OncoTargets and therapy (2019-02-19)
Wei Zheng, Lin Cao, Linna Ouyang, Qian Zhang, Bofeng Duan, Wei Zhou, Shan Chen, Wei Peng, Yi Xie, Qing Fan, Daoxing Gong
RÉSUMÉ

Breast cancer is the most common cancer among women with ~1.67 million cases diagnosed annually worldwide, and ~1 in 37 women succumbed to breast cancer. Over the past decades, new therapeutic strategy has substantially improved the curative effect for women with breast cancer. However, the currently available ER-targeted and HER-2-based therapies are not effective for triple-negative breast cancer patients, which account for ~15% of total breast cancer cases. We reported that 1,25-(OH)2D3, a biologically active form of vitamin D3, exhibited a strong anticancer effects on the proliferation, migration, invasion, cell cycle arrest, and apoptosis of both ER-positive (MCF-7) and ER-negative breast cancer cells (MDA-MB-453). The anticancer effect of 1,25-(OH)2D3 was more potent compared to the classical chemotherapeutics tamoxifen in MDA-MB-453 cells.
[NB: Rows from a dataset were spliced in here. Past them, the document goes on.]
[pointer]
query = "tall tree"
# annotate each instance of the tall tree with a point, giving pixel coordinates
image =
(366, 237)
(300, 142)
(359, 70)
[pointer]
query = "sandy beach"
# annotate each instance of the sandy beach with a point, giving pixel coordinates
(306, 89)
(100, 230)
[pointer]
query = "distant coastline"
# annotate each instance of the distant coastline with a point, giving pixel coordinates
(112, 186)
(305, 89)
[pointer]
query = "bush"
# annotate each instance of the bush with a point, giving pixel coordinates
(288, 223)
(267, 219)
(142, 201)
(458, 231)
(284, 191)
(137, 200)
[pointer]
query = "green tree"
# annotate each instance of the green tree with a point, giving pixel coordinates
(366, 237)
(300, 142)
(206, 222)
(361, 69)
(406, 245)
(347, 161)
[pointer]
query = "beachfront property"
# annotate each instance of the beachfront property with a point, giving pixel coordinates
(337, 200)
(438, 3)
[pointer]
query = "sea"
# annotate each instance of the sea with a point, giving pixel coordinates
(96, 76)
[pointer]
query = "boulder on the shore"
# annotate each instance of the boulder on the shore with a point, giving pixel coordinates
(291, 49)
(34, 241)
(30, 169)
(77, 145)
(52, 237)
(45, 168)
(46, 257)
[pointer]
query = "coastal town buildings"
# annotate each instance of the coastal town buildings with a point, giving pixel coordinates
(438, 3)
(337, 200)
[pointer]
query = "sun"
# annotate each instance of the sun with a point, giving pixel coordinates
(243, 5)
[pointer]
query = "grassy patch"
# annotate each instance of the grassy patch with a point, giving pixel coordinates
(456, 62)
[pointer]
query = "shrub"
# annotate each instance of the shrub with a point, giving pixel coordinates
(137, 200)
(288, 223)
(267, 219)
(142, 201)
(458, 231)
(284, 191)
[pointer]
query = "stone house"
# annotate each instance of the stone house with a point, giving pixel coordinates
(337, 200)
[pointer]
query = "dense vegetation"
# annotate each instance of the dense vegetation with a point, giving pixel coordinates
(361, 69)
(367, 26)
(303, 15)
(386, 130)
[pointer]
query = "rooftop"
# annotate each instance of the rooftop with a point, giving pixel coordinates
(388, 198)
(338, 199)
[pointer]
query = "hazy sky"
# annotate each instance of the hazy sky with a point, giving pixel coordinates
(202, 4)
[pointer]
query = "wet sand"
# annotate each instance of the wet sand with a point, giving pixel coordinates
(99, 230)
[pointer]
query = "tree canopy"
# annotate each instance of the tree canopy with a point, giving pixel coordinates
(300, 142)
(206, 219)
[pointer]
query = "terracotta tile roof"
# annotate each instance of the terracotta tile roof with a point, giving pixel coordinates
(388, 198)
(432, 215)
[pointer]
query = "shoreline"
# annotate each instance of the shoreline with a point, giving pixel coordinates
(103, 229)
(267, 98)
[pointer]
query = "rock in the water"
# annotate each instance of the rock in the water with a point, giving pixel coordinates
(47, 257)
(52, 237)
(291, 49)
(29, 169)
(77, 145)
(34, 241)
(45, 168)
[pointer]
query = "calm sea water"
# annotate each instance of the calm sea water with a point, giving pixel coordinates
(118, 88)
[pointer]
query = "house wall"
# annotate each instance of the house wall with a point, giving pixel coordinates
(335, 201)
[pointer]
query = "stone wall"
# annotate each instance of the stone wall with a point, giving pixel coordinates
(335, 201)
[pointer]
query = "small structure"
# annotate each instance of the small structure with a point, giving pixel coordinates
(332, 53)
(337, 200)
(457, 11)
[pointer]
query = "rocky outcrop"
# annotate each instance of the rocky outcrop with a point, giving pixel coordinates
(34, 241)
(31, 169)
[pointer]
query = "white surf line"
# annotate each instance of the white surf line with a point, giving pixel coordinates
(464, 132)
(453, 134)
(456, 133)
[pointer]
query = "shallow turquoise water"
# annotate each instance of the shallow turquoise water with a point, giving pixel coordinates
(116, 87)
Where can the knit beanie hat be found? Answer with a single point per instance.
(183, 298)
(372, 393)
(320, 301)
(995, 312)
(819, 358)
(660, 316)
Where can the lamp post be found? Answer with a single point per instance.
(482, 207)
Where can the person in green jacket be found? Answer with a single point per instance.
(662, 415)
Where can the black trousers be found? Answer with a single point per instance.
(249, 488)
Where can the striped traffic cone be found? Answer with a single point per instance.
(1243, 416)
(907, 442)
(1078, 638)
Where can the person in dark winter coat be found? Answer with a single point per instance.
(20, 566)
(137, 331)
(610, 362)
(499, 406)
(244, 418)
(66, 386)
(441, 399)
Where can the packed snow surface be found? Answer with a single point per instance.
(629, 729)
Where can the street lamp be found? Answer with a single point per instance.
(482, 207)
Furthermore, we also found that 1,25-(OH)2D3 decreased the expression of Ras and resulted in decrease of the phosphorylation of downstream proteins MEK and ERK1/2, indicating that 1,25-(OH)2D3 plays its anticancer roles through targeting the Ras/MEK/ERK signaling pathway. In addition, Ras overexpression abrogated 1,25-(OH)2D3-induced G0/G1 cell cycle arrest and apoptosis of breast cancer cells, as well as the suppression of proliferation, migration, and invasion. Our study suggested that 1,25-(OH)2D3 suppressed breast cancer tumorigenesis by targeting the Ras/MEK/ERK signaling pathway. 1,25-(OH)2D3 might serve as a promising supplement for breast cancer drug therapy, especially for the ER-negative breast cancer and drug-resistant breast cancer.